For the time being, I'm taking the advice of @vdeturckheim and have simply wrapped this in my own plugin like so:

'use strict'

const hapiJwt = require('hapi-auth-jwt2')
const JWT_SECRET_KEY = require('lg/lib/always').JWT_SECRET_KEY

const register = function register (server, options, next) {
  server.register(hapiJwt)
  server.auth.strategy('jwt', 'jwt',
  { key: JWT_SECRET_KEY,
    validateFunc: (decoded, request, callback) => callback(null, true), // This should be replaced with a more robust function
    verifyOptions: { algorithms: [ 'HS256' ] }
  })

  server.auth.default('jwt')
  next()
}

register.attributes = {
  name: 'auth-wrapper',
  version: '0.0.1'
}

module.exports = register

and then I can load this in my glue manifest like so:

...
registrations: [
    {
      plugin: {
        register: 'vision'
      }
    },
    {
      plugin: {
        register: './authWrapper'
      }
    },
    {
      plugin: {
        register: './PluginWithMyRoutesAndStuff'
      },
      options: {
        select: ['web']
      }
    }
...

[sean-hill]

@avanslaars I tried using your idea with glue, and I got my route to return a 401 response. However, I can't get the validateFunc to run or return true and allow access to my route. Have you had any luck there?

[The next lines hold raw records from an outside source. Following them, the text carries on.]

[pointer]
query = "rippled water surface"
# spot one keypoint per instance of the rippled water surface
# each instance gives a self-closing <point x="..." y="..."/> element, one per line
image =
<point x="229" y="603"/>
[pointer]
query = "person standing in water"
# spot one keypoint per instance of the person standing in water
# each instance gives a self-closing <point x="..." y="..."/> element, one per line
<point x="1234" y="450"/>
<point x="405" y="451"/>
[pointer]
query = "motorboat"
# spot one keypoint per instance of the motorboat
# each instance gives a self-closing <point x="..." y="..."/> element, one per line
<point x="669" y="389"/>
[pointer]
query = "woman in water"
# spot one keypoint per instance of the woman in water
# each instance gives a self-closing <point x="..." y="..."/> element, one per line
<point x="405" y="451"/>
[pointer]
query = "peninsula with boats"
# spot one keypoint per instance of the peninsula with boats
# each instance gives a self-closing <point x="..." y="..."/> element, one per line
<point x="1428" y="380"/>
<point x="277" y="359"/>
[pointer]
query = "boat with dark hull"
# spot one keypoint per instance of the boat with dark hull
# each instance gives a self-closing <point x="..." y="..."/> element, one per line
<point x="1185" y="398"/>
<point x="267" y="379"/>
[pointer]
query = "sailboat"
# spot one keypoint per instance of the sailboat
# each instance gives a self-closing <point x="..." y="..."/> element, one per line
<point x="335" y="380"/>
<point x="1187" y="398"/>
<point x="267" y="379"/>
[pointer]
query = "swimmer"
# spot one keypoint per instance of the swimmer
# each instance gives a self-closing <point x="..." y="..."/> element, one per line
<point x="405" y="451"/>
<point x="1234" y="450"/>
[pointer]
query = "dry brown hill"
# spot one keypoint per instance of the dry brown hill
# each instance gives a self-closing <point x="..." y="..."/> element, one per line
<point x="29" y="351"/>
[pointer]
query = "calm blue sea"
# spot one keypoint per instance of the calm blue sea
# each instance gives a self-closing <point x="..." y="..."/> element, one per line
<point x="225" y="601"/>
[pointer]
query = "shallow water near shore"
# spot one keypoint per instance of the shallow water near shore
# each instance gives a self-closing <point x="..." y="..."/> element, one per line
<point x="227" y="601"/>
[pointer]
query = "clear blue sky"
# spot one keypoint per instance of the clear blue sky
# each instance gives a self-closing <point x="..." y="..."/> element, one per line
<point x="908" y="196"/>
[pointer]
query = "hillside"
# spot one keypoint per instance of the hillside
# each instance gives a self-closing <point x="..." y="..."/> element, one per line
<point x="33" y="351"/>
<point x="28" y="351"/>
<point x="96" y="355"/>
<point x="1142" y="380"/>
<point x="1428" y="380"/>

For testing I'm just using validateFunc: (decoded, request, callback) => callback(null, true) like your example.

[avanslaars]

@sean-hill It is working in my app. It's a WIP, so I haven't done anything with my validateFunc to change it from the example. I auth with githuub's OAuth api and create a token with the jsonwebtoken module. I am storing the auth token in a cookie called token. I then use the jwt auth strategy in my routes and it accepts the token.

// Create the token

const jwt = require('jsonwebtoken')
const JWT_SECRET_KEY = require('lg/lib/always').JWT_SECRET_KEY

// Code that handles OAuth, saving user in DB, etc...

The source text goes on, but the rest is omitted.